Peter ran hard. Like most thin people, light-limbed and wiry, he was very fast on his feet. He had often surprised people by his speed, even his house master at school (his house master, however, had done nothing about it, because Peter Fairhall was a difficult child, a loner, usually stuck in a corner somewhere with a book).

Peter ran now as he had never run, with elation. He knew without being able to frame the words that he was running into manhood and leaving childhood behind. He hated childhood. He ran away from it with joy. He was ready to prove himself a man; ready to be baptized a man with fire, whether he survived the ordeal or died from it. He didn't care about the cost, except that his Gran should live to know—and that everyone should know—that her life had been given back to her by him.
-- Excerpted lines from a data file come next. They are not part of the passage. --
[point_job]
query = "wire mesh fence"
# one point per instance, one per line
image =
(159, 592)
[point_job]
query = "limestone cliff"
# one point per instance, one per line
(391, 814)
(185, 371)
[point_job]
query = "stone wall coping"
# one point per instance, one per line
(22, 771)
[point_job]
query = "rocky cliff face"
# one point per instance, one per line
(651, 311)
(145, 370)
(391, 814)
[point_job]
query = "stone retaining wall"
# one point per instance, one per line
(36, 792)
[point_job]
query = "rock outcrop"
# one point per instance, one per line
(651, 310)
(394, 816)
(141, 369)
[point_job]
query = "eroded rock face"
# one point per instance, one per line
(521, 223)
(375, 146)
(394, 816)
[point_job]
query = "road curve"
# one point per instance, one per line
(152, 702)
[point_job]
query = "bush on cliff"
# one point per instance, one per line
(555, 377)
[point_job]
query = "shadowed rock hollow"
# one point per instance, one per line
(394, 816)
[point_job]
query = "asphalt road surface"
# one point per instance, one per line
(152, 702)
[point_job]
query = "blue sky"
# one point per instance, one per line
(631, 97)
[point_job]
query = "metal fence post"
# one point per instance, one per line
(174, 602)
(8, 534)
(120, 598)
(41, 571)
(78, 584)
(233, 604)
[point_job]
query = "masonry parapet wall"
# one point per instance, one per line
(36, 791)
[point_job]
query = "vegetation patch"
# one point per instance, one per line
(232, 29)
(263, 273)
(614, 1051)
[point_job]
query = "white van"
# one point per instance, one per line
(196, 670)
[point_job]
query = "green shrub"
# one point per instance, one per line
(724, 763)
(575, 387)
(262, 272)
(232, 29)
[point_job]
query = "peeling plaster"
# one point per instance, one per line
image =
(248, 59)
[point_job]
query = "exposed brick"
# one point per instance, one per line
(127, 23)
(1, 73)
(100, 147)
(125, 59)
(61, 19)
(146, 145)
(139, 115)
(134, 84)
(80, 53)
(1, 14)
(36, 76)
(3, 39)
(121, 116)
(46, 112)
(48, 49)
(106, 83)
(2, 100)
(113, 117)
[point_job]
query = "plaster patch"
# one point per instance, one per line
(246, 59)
He ran, not blindly but with difficulty, into the face of fierce heat, expecting his Gran to appear, wraithlike, out of the smoke. She didn't. He drew nearer and nearer to the tempestuous crest of the long hill, the blind crest that marked so distinctly the division between the little world where the Fairhalls and the Buckinghams and the others lived, and the beginning of the great world beyond. But still she did not appear.

He came to the crest, and a spectacle of outrageous splendour stormed and funnelled and sheeted. The fire was a mile away, perhaps only half a mile, he did not know; except that the dam had not stopped it, that in the midst of it the dam bubbled and steamed unseen, and the Robertsons' blew up unseen, and the Collinses', unseen, shrivelled into the earth.